I have a table t1 having 20 unique records.UPI is defined in 1st column i.e. on col1.
I have 4 AMP system. All amps hold 5 records.
4 more amp got added. If i insert 12 more records to t1
will it be distributed on newly aded AMPS or to both existing and newly added AMPS. can someone please explain with
hashbucket concept here.
Whenever new AMP are added to the existing system, your hash algorithm changes and the rows from the exisitng AMP may or may not migrate to the new AMP based on the new hash algorithm.
In your case, It will not be like that 12 new records will be added to newly added AMP, these records may go to your old Amp as well as new AMP.
Also, some of the records which were earlier present in the old amps may shift to the new AMP.

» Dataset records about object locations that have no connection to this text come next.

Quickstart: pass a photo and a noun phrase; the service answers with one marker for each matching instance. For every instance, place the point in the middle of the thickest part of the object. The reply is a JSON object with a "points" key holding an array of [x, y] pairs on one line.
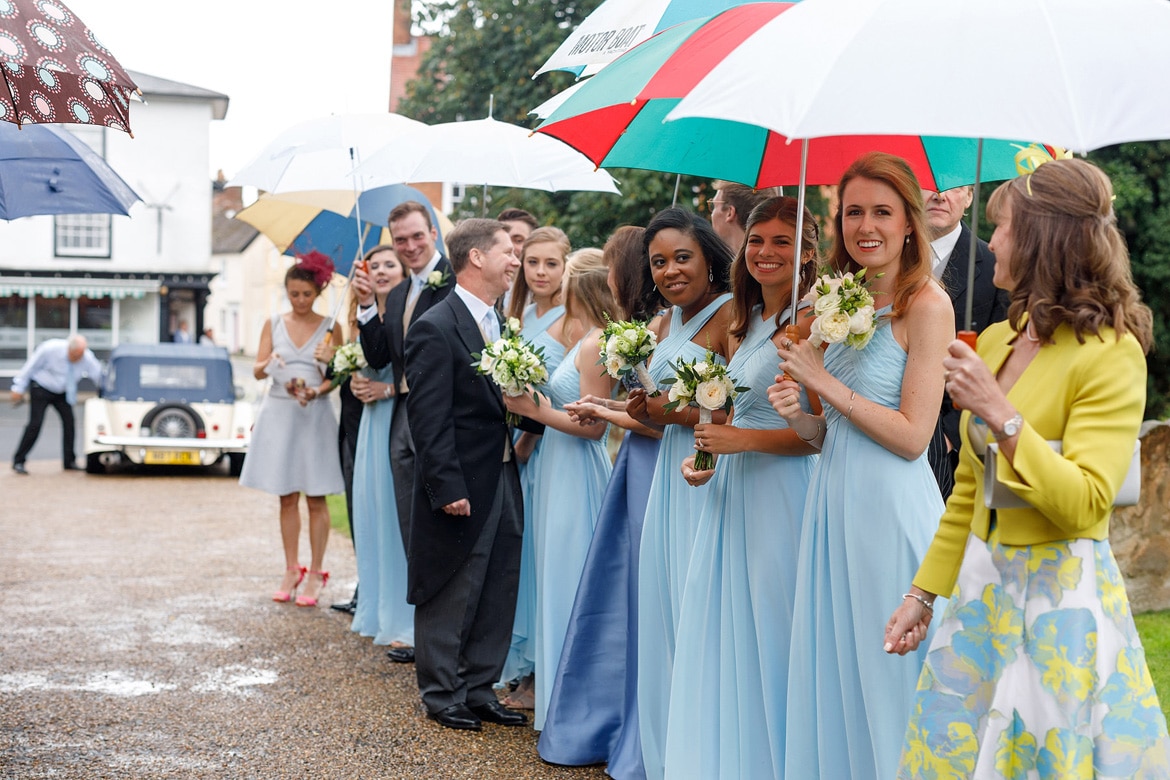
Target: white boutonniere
{"points": [[436, 280]]}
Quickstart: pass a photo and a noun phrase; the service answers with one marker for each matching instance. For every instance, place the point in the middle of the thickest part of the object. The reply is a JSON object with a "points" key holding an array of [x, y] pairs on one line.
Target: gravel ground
{"points": [[138, 641]]}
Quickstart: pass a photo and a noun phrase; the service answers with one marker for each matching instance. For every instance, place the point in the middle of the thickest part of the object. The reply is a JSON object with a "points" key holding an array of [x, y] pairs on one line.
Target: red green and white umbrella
{"points": [[616, 119]]}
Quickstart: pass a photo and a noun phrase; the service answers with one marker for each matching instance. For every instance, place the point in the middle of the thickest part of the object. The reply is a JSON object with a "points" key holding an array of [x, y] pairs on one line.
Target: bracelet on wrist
{"points": [[928, 605]]}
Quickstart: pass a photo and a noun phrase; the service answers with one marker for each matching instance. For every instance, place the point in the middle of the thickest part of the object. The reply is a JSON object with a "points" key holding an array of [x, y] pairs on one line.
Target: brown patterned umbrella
{"points": [[55, 70]]}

To find the number of Rows per Amp , you can use the following query:
Select hashamp(hashbucket(hashrow(col1), count (*) from tableA group by 1
And to find which record is going to which AMP, you can use the following query:
Select hashamp(hashbucket(hashrow(col1), col1 from tableA group by 1
I can find out number of amps and number of records in each amp. But my question is
when PI column value is rowhashed and 32 bit rowhash is generated. The 1st 16 bit is used to identify the destination selection AMP. means the 1st 16 bit is used by the hashmap to find the destination AMP.
And when more AMP is added, structure of hashmap changes. but does it mean the existing records are again re-distributed among all the amps(existing+newly added) according to new hashmap structure?